There are thousands of retired and former police officers who've had the good grace and emotional intelligence not to get involved in the runaway commentary that has surrounded Nicola Bulley’s disappearance.

The only people who can claim to actually care about finding Nicola are her distraught loved ones and the 200 or so professionals who are on the ground in Lancashire, and have been for the past three weeks. Virtually everybody else who has invited themselves into the midst of these awful circumstances has done so for personal gain or validation.

Let me be clear: I am not referring to former cops who in good faith have tried to provide some insight into the rationale and investigation around “high-risk” missing person strategies.

I'm instead talking about a handful of former police officers, who in my opinion have recklessly thrown in completely unfounded and entirely speculative theories, that have resulted in the press and media seizing upon them and spreading them as if they were the truth.

It is essentially spotlight courting, and quite frankly I'm sickened by it (as are all the other current and serving police professionals I know).

This awful tragedy has been treated by some as a feast.

These pundits have added nothing of value to the quest to find Nicola, and in my view have probably made things worse.

In an investigation of this type, the senior investigative officer (SIO) and lead detectives examine every single lead or scrap of information that comes their way. That information is then assessed, and in many cases actioned or tasked.

This means detectives are directed to follow that information up, even if it results in it being discounted. The SIO on the Bulley case mentioned in her briefing that the police had gone over in excess of 1,200 lines of enquiry; a massive task that has in most cases resulted in absolutely nothing of value.

In my view, the “former cop” pundits have done their fair share in fuelling this, by promoting their own “theories” which seem born of their own imaginations with no foundation in any actual evidence or valid insight into the investigation. This is something that's entirely at odds with their real-life policing backgrounds, no matter how brief or remote from actual experience of investigating cases like Nicola's.

Such commentaries have helped fuel the social media circus that's developed around this tragedy, which has seen swarms of theories delivered by people who at best listen to too many true crime podcasts, and at worst may purposefully be trying to hurt Nicola's loved ones.

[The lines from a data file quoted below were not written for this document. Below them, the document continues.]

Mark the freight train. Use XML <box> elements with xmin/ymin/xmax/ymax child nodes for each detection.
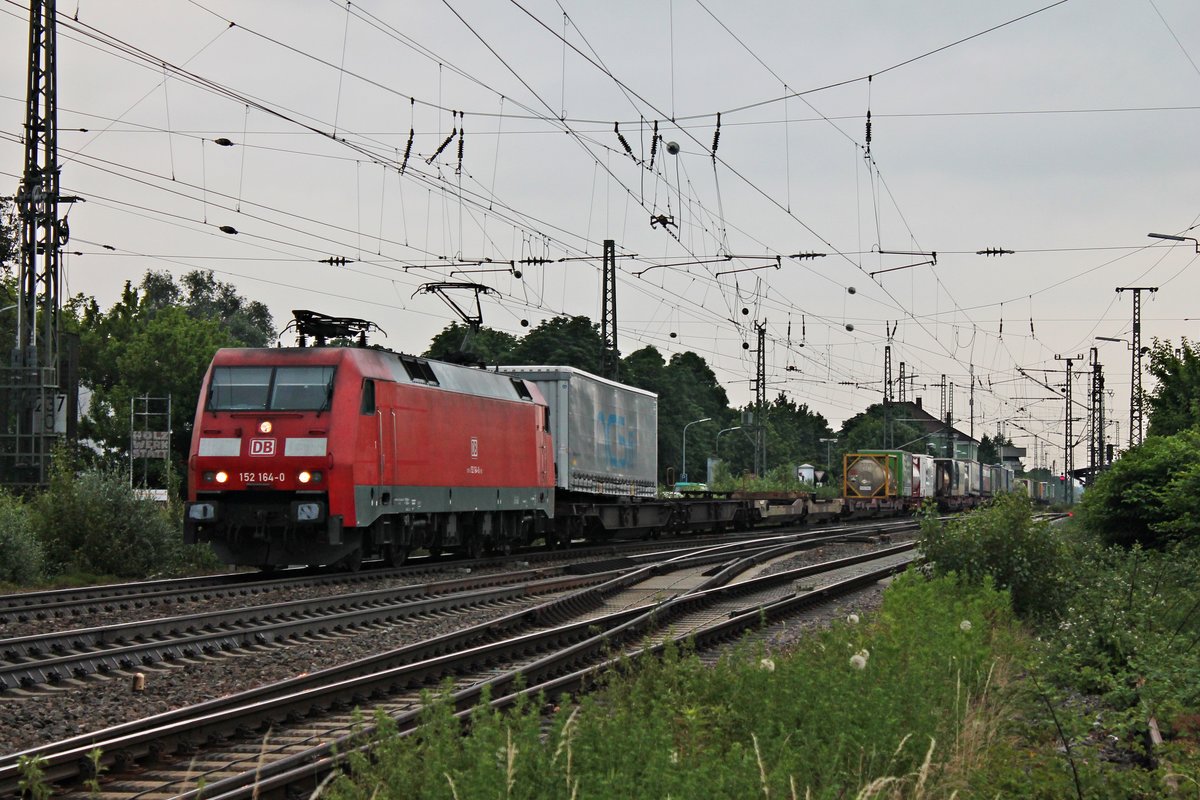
<box><xmin>184</xmin><ymin>311</ymin><xmax>1012</xmax><ymax>569</ymax></box>
<box><xmin>184</xmin><ymin>311</ymin><xmax>746</xmax><ymax>569</ymax></box>
<box><xmin>842</xmin><ymin>450</ymin><xmax>1015</xmax><ymax>516</ymax></box>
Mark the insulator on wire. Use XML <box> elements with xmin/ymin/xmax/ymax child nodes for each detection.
<box><xmin>612</xmin><ymin>122</ymin><xmax>634</xmax><ymax>158</ymax></box>
<box><xmin>454</xmin><ymin>114</ymin><xmax>466</xmax><ymax>175</ymax></box>
<box><xmin>400</xmin><ymin>128</ymin><xmax>416</xmax><ymax>175</ymax></box>
<box><xmin>425</xmin><ymin>112</ymin><xmax>458</xmax><ymax>164</ymax></box>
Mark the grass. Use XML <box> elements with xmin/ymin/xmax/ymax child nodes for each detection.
<box><xmin>326</xmin><ymin>576</ymin><xmax>1024</xmax><ymax>800</ymax></box>
<box><xmin>323</xmin><ymin>503</ymin><xmax>1200</xmax><ymax>800</ymax></box>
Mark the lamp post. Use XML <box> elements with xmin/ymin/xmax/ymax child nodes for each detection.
<box><xmin>713</xmin><ymin>425</ymin><xmax>742</xmax><ymax>458</ymax></box>
<box><xmin>821</xmin><ymin>439</ymin><xmax>838</xmax><ymax>470</ymax></box>
<box><xmin>679</xmin><ymin>416</ymin><xmax>713</xmax><ymax>483</ymax></box>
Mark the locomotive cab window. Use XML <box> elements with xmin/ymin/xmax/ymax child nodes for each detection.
<box><xmin>359</xmin><ymin>378</ymin><xmax>374</xmax><ymax>414</ymax></box>
<box><xmin>208</xmin><ymin>367</ymin><xmax>334</xmax><ymax>411</ymax></box>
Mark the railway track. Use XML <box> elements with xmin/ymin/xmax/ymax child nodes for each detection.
<box><xmin>0</xmin><ymin>522</ymin><xmax>894</xmax><ymax>637</ymax></box>
<box><xmin>0</xmin><ymin>527</ymin><xmax>912</xmax><ymax>798</ymax></box>
<box><xmin>0</xmin><ymin>520</ymin><xmax>907</xmax><ymax>696</ymax></box>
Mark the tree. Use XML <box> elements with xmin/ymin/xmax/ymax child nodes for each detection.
<box><xmin>979</xmin><ymin>433</ymin><xmax>1013</xmax><ymax>464</ymax></box>
<box><xmin>512</xmin><ymin>317</ymin><xmax>604</xmax><ymax>373</ymax></box>
<box><xmin>1079</xmin><ymin>428</ymin><xmax>1200</xmax><ymax>547</ymax></box>
<box><xmin>657</xmin><ymin>351</ymin><xmax>734</xmax><ymax>480</ymax></box>
<box><xmin>1146</xmin><ymin>337</ymin><xmax>1200</xmax><ymax>437</ymax></box>
<box><xmin>72</xmin><ymin>271</ymin><xmax>275</xmax><ymax>464</ymax></box>
<box><xmin>425</xmin><ymin>323</ymin><xmax>518</xmax><ymax>363</ymax></box>
<box><xmin>838</xmin><ymin>403</ymin><xmax>924</xmax><ymax>462</ymax></box>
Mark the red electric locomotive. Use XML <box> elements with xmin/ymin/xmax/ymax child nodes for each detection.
<box><xmin>185</xmin><ymin>312</ymin><xmax>554</xmax><ymax>569</ymax></box>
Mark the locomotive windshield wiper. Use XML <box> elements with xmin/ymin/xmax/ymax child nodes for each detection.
<box><xmin>317</xmin><ymin>381</ymin><xmax>334</xmax><ymax>416</ymax></box>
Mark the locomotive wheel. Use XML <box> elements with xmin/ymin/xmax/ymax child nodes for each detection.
<box><xmin>334</xmin><ymin>547</ymin><xmax>362</xmax><ymax>572</ymax></box>
<box><xmin>467</xmin><ymin>535</ymin><xmax>491</xmax><ymax>560</ymax></box>
<box><xmin>383</xmin><ymin>545</ymin><xmax>409</xmax><ymax>567</ymax></box>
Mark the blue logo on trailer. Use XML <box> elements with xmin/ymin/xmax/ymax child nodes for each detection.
<box><xmin>596</xmin><ymin>411</ymin><xmax>637</xmax><ymax>468</ymax></box>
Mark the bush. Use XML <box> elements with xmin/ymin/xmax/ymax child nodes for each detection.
<box><xmin>919</xmin><ymin>493</ymin><xmax>1070</xmax><ymax>618</ymax></box>
<box><xmin>1079</xmin><ymin>428</ymin><xmax>1200</xmax><ymax>547</ymax></box>
<box><xmin>325</xmin><ymin>573</ymin><xmax>1020</xmax><ymax>800</ymax></box>
<box><xmin>32</xmin><ymin>462</ymin><xmax>192</xmax><ymax>578</ymax></box>
<box><xmin>0</xmin><ymin>492</ymin><xmax>46</xmax><ymax>584</ymax></box>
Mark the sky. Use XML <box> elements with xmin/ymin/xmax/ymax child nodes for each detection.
<box><xmin>0</xmin><ymin>0</ymin><xmax>1200</xmax><ymax>468</ymax></box>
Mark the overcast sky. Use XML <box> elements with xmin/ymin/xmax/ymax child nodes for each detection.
<box><xmin>0</xmin><ymin>0</ymin><xmax>1200</xmax><ymax>465</ymax></box>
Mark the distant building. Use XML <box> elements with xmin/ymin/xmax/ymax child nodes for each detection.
<box><xmin>889</xmin><ymin>397</ymin><xmax>979</xmax><ymax>461</ymax></box>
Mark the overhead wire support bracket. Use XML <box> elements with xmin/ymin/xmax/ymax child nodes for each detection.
<box><xmin>868</xmin><ymin>249</ymin><xmax>937</xmax><ymax>278</ymax></box>
<box><xmin>413</xmin><ymin>283</ymin><xmax>499</xmax><ymax>330</ymax></box>
<box><xmin>714</xmin><ymin>255</ymin><xmax>784</xmax><ymax>277</ymax></box>
<box><xmin>450</xmin><ymin>261</ymin><xmax>521</xmax><ymax>278</ymax></box>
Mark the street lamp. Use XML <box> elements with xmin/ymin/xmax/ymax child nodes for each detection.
<box><xmin>713</xmin><ymin>425</ymin><xmax>742</xmax><ymax>458</ymax></box>
<box><xmin>679</xmin><ymin>416</ymin><xmax>713</xmax><ymax>483</ymax></box>
<box><xmin>1146</xmin><ymin>234</ymin><xmax>1200</xmax><ymax>253</ymax></box>
<box><xmin>821</xmin><ymin>439</ymin><xmax>838</xmax><ymax>470</ymax></box>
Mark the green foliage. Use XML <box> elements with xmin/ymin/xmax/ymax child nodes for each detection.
<box><xmin>425</xmin><ymin>323</ymin><xmax>517</xmax><ymax>363</ymax></box>
<box><xmin>1045</xmin><ymin>543</ymin><xmax>1200</xmax><ymax>720</ymax></box>
<box><xmin>838</xmin><ymin>403</ymin><xmax>929</xmax><ymax>460</ymax></box>
<box><xmin>919</xmin><ymin>493</ymin><xmax>1070</xmax><ymax>618</ymax></box>
<box><xmin>67</xmin><ymin>271</ymin><xmax>275</xmax><ymax>467</ymax></box>
<box><xmin>328</xmin><ymin>576</ymin><xmax>1015</xmax><ymax>800</ymax></box>
<box><xmin>1079</xmin><ymin>428</ymin><xmax>1200</xmax><ymax>547</ymax></box>
<box><xmin>32</xmin><ymin>458</ymin><xmax>208</xmax><ymax>578</ymax></box>
<box><xmin>1146</xmin><ymin>338</ymin><xmax>1200</xmax><ymax>437</ymax></box>
<box><xmin>510</xmin><ymin>317</ymin><xmax>604</xmax><ymax>373</ymax></box>
<box><xmin>17</xmin><ymin>756</ymin><xmax>54</xmax><ymax>800</ymax></box>
<box><xmin>979</xmin><ymin>433</ymin><xmax>1013</xmax><ymax>464</ymax></box>
<box><xmin>709</xmin><ymin>464</ymin><xmax>840</xmax><ymax>498</ymax></box>
<box><xmin>0</xmin><ymin>491</ymin><xmax>46</xmax><ymax>584</ymax></box>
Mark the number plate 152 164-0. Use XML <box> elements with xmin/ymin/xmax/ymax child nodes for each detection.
<box><xmin>238</xmin><ymin>473</ymin><xmax>287</xmax><ymax>483</ymax></box>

In this case – quite shockingly on occasions – the behaviour of so-called armchair detectives has crossed a line, the line of human decency for certain, and also the line of distracting from – and in some cases actually meddling in – the enquiry.

I do worry that this will now become the norm, and going forward there is a fine balance to be struck between armchair sleuthing and outright malice.

Nicola’s disappearance isn’t last night’s TV drama cliffhanger – it is a real event concerning real people, and we should respect that.

I'd like to hope that after Nicola is found, we as a society will reflect on what we did and what we said during these weeks.

Who did this endless speculation benefit? Worse still, who did it hurt?